Cruz, 24, wearing a striped sweater and large glasses, stared down expressionless at the defense table as the verdict was read Thursday while the parents of several slain children shook their heads in disbelief.
The jury deliberated for a full day on Wednesday and briefly on Thursday before deciding that Cruz should receive life in prison with no chance of parole for the February 2018 murders of 14 students and three staff members at Marjory Stoneman Douglas High School in Parkland, Florida.
A death penalty recommendation needed to be unanimous and one or more of the 12 jurors found it was not justified because of mitigating circumstances.
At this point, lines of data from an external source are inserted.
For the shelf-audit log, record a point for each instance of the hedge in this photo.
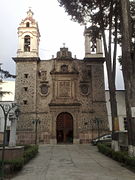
(119, 156)
(12, 166)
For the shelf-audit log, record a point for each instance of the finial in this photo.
(30, 13)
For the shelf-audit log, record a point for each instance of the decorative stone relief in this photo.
(84, 89)
(64, 68)
(64, 88)
(43, 75)
(44, 89)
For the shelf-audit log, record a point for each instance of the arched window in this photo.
(27, 24)
(27, 43)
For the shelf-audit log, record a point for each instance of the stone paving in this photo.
(73, 162)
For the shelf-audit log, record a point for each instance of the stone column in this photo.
(53, 130)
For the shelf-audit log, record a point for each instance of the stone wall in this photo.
(56, 86)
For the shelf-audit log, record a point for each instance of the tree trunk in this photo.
(128, 70)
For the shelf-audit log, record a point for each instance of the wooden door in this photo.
(64, 128)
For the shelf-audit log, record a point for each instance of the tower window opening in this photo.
(25, 102)
(27, 43)
(25, 88)
(26, 75)
(27, 24)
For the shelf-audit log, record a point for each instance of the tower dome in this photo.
(29, 37)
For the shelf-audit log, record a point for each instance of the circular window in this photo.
(44, 89)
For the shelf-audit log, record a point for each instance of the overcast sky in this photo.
(55, 28)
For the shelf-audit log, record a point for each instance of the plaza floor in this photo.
(72, 162)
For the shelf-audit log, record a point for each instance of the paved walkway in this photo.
(73, 162)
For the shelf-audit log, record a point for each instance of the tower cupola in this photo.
(29, 37)
(93, 42)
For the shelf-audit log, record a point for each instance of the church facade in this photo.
(62, 100)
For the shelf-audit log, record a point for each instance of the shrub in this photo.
(12, 166)
(29, 153)
(119, 156)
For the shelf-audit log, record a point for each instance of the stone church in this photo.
(62, 100)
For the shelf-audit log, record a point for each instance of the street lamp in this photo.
(98, 122)
(13, 117)
(36, 122)
(6, 108)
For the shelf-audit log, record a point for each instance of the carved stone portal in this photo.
(64, 88)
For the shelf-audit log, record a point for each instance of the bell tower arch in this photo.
(93, 45)
(29, 37)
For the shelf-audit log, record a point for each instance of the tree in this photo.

"I could not be more disappointed in what happened today," Fred Guttenberg, whose 14-year-old daughter Jaime died in the Valentine's Day attack, said.
"I'm stunned. I'm devastated," Guttenberg said. "There are 17 victims that did not receive justice today. This jury failed our families."
Lead prosecutor Michael Satz said Cruz, who pleaded guilty to the murders last year, carried out a "systematic massacre" and the appropriate penalty was death.
'Brain-damaged, mentally-ill'
Melisa McNeill, a lawyer for Cruz, urged the jurors to show compassion.
McNeill said Cruz was a troubled young man born with fetal alcohol stress disorder to a mother who struggled with homelessness, alcoholism and drug addiction before putting him up for adoption.
"He was doomed from the womb and in a civilized, humane society, do we kill brain-damaged, mentally ill, broken people?" McNeill asked in her closing statement. "Do we? I hope not."
Tony Montalto, whose 14-year-old daughter Gina was killed, said Cruz should not have been spared the death penalty just because he "had a tough time growing up."